50 nuances de gris ? Magnifique, au lever de rideau, le décor unique de Radu Boruzescu, long tunnel parallélépipédique qui fuit vers le fond de scène et semble fait de noir et de lumière. Pierre Soulages aurait pu en signer la matière, à son époque d’avant l’outre-noir. Las, à trop l’éclairer, on aura finalement pour tout écrin des amours et des enjeux politiques du Don Carlo de Verdi qu’un jeu de gris, somptueux, certes, mais vite monotone, la donne esthétique ne suffisant pas, avec le seul jeu répétitif de panneaux ouvrants, à créer la dramaturgie scénique contrastée qu’appelle le caractère de Grand Opéra de l’œuvre : les mêmes espaces pour le cloître de St-Just ou ses extérieurs, les jardins de la reine, la façade de la cathédrale de Valladolid, le cabinet du Roi, la prison… tout cela paraîtra vite bien uniforme. On sait pourtant qu’avec rien, Robert Carsen et ses décorateurs savent parfois évoquer la multiplicité des lieux (La Bohème, Katia Kabanova, De la maison des morts) dans un décor unique. Ce ne sera pas le cas ici. C’est, au delà de l’économie, volonté, bien sûr, puisqu’il s’agit d’exposer l’uniformité d’un monde orwellien où triomphent la seule Église catholique et son Inquisition.

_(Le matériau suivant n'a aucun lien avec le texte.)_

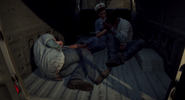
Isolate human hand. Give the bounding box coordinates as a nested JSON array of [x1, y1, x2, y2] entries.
[[103, 22, 112, 30], [56, 40, 63, 47]]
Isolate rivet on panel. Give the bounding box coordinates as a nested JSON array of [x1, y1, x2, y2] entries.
[[19, 54, 21, 57], [9, 37, 12, 41]]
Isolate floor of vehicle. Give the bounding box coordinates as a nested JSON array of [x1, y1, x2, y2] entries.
[[24, 37, 171, 100]]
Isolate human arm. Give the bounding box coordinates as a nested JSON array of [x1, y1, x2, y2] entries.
[[46, 39, 62, 51], [109, 27, 126, 43]]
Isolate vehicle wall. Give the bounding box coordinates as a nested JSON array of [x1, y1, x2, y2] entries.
[[135, 0, 185, 79], [0, 0, 76, 79]]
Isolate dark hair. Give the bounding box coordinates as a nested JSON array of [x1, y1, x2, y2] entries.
[[97, 7, 105, 14], [105, 11, 118, 25], [55, 37, 60, 41]]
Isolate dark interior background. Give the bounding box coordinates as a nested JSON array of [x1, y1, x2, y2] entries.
[[22, 0, 76, 45]]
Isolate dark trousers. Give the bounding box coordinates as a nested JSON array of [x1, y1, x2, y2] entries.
[[59, 48, 100, 82]]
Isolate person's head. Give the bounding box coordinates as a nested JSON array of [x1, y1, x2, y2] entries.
[[94, 3, 106, 19], [55, 37, 64, 47], [105, 11, 119, 25]]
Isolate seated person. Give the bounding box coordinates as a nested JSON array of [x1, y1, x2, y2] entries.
[[33, 34, 111, 91], [103, 11, 145, 67], [70, 3, 107, 53]]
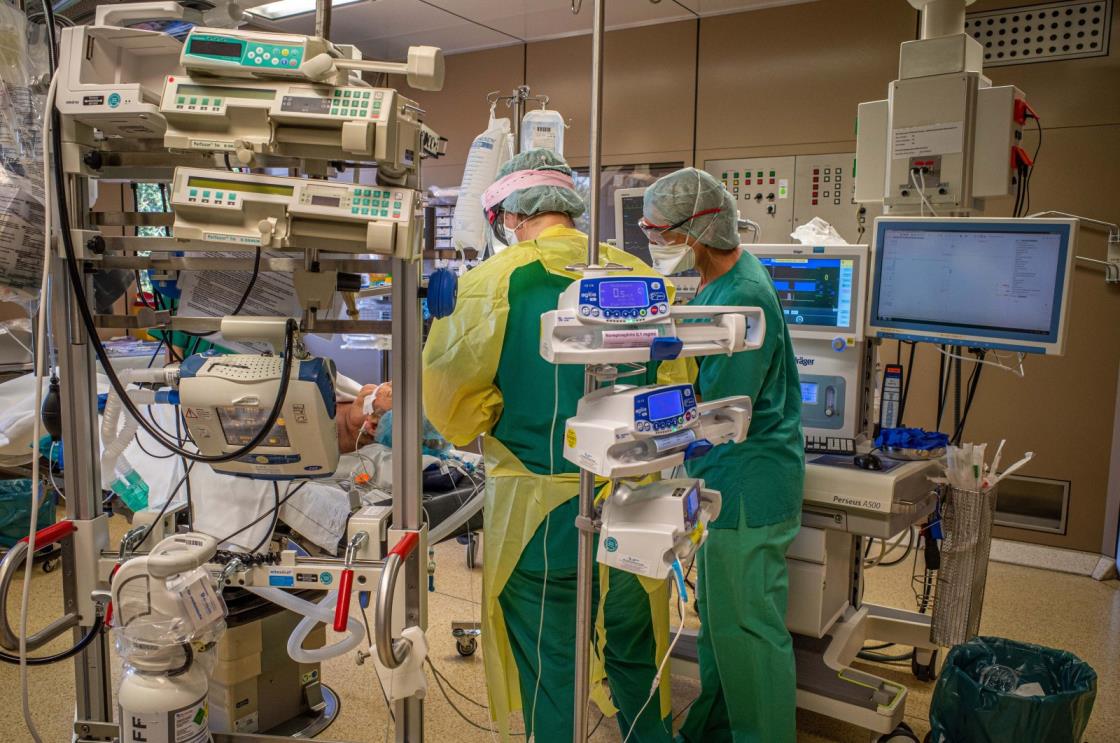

Tout ici sera religion, prêtrise, ordres : le roi sera bientôt couronné d’une fausse tiare papale ; les députés flamands auront la collerette blanche de pasteurs protestants ; le peuple, à l’autodafé – de livres, de sinistre mémoire, mais de bien peu d’impact –, femmes et hommes confondus, portera la soutane, comme les gardes royaux, les chevaliers, quand ce ne sera pas la mitre… Et le Grand Inquisiteur – portant, lui, lunettes, et point aveugle – sera le maître d’un jeu de dupes qui fera du fils, puis aussitôt du père, sa victime, pour imposer le règne définitif de Dieu sous l’image d’un Charles-Quint ressuscité en… Posa ! Pas mort en fait, le traître, la scène de la prison n’étant qu’un leurre monté en commun par l’Inquisiteur et l’intellectuel dont le cadavre se sera finalement relevé pour donner la main à son complice. Trahison qu’on aurait peut-être appréciée (Schiller et Verdi ont pris tout autant de libertés avec l’Histoire) si cela donnait à l’œuvre une dimension nouvelle qui s’impose, percutante, comme une évidence. Il n’en est rien, hélas, tant le coup de théâtre tombe trop tard, après quatre actes déjà fort ennuyeux, et semble si contourné, si contraire à ce que disent clairement le texte et plus encore la musique. Assurément, Ian Burton, le dramaturge de Carsen, a un peu trop oublié l’immédiateté des sentiments et des personnages que convoque la partition. Ajoutons une direction d’acteurs aussi monochromatique de jeu que le décor, sacrifiée à la simple lisibilité, et qui va en rester au-dessus des choses et des êtres, et non creuser la psychologie : le prince est débraillé, la reine est coincée, le roi est engoncé dans les surplis somptueux d’une dignité détournée en religion. Et les costumes, voulus intemporels mais signifiants, sont noirs, et tout simplement laids par leur informité (comment a-t-on pu affubler Elza van der Heever d’une robe aussi peu seyante à son physique et d’une chevelure façon préraphaélite qui va si mal à son visage ?). Certes, cette ascèse visuelle entend sans doute laisser la place à la partition la plus foisonnante de Verdi. Mais ce qu’on donne à voir n’est pas racheté par ce qu’on donne à entendre.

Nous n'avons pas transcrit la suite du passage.